Finding the Sum of Squares

Formula

$$\displaystyle \sum_{k=1}^{n} { k^2} = {{n(n+1)(2n+1)} \over {6}}$$

Derivation

Let’s consider the difference between $k^3$ and $(k-1)^3$ which are of one higher order.

$$ 1^3 - 0^3 = 3 \cdot 1^2 - 3 \cdot 1 + 1 \\ 2^3 - 1^3 = 3 \cdot 2^2 - 3 \cdot 2 + 1 \\ 3^3 - 2^3 = 3 \cdot 3^2 - 3 \cdot 3 + 1 \\ \vdots \\ n^3 - (n-1)^3 = 3n^2 - 3n + 1 $$

If we add both sides respectively,

$$ n^3 - 0^3 = 3 \sum_{k=1}^{n} { k^2} - 3 \sum_{k=1}^{n} { k} + n $$

We know that the sum of natural numbers is $\displaystyle \sum_{k=1}^{n} {k} = {{n(n+1)} \over {2}}$.

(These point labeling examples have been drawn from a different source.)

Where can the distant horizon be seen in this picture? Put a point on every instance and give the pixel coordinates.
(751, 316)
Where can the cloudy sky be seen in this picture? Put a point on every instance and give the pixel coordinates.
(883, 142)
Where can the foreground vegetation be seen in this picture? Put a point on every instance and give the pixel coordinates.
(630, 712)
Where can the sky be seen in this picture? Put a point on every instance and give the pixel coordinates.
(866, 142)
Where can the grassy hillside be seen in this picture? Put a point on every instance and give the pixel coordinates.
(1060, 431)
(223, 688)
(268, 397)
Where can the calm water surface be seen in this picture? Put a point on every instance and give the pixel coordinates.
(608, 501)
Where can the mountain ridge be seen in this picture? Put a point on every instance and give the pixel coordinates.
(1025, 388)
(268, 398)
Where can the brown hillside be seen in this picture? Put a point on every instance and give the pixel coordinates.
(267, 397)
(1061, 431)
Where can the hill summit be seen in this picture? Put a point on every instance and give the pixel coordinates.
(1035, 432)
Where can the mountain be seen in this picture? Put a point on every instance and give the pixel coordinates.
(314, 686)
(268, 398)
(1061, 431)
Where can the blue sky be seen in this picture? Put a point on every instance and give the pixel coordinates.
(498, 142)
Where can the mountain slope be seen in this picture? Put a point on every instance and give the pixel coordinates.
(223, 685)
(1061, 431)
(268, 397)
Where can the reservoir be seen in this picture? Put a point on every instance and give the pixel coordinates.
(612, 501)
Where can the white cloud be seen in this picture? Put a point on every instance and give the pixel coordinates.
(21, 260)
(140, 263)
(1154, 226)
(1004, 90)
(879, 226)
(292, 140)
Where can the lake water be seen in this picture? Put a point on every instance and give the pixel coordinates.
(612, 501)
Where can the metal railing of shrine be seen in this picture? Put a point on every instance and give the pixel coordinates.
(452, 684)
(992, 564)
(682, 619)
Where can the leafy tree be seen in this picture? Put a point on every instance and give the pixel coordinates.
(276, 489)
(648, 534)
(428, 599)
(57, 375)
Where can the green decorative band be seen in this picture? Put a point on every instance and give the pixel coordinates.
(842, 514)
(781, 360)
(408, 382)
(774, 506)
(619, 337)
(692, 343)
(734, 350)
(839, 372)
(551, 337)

By rearranging the above equation for $\displaystyle \sum_{k=1}^{n} { k^2}$, we obtain the formula.

Explanation

Just like the formula for the sum of natural numbers, it is one of the formulas used very frequently while preparing for college entrance exams. Although it’s not used as frequently as the sum of natural numbers after graduating high school, the method of proof is quite interesting.

Generalization

$$\displaystyle \sum_{k=1}^{n} { k^3} = \left\{ { {n(n+1)} \over {2} } \right\} ^ 2 $$

The sum of higher powers, not just squares, can be determined using the same method of proof. For instance, the sum of cubes is as follows.

In the formula for the sum of powers $n$, there’s an interesting property when considering only the coefficient of the highest degree term.

  • For $1$ power, i.e., the sum of natural numbers is $\displaystyle \sum_{k=1}^{n} {k} = {{n(n+1)} \over {2}}$, and the coefficient of the highest term is $1/2$.
  • If it’s power $2$, then it’s $\displaystyle \sum_{k=1}^{n} { k^2} = {{n(n+1)(2n+1)} \over {6}}$ hence $2/6 = 1/3$.
  • For power $3$, it’s $\displaystyle \sum_{k=1}^{n} { k^3} = \left\{ { {n(n+1)} \over {2} } \right\} ^ 2$ hence $1/4$.

The formula for $4$ power can also be determined in the same manner, and perhaps the coefficient of the highest term would be $1/5$? To put it briefly, yes. By thinking in connection with definite integration through the method of exhaustion, one can easily understand the reason. $$ \lim_{n \to \infty} \sum_{k=1}^{n} \left( k \over n \right) ^{t} = \int_{0}^{1} x^{t-1} dx = {1 \over t} $$ It is not difficult to show that the above formula holds for natural numbers $t$. Indeed, it can be considered one of the charms of mathematics.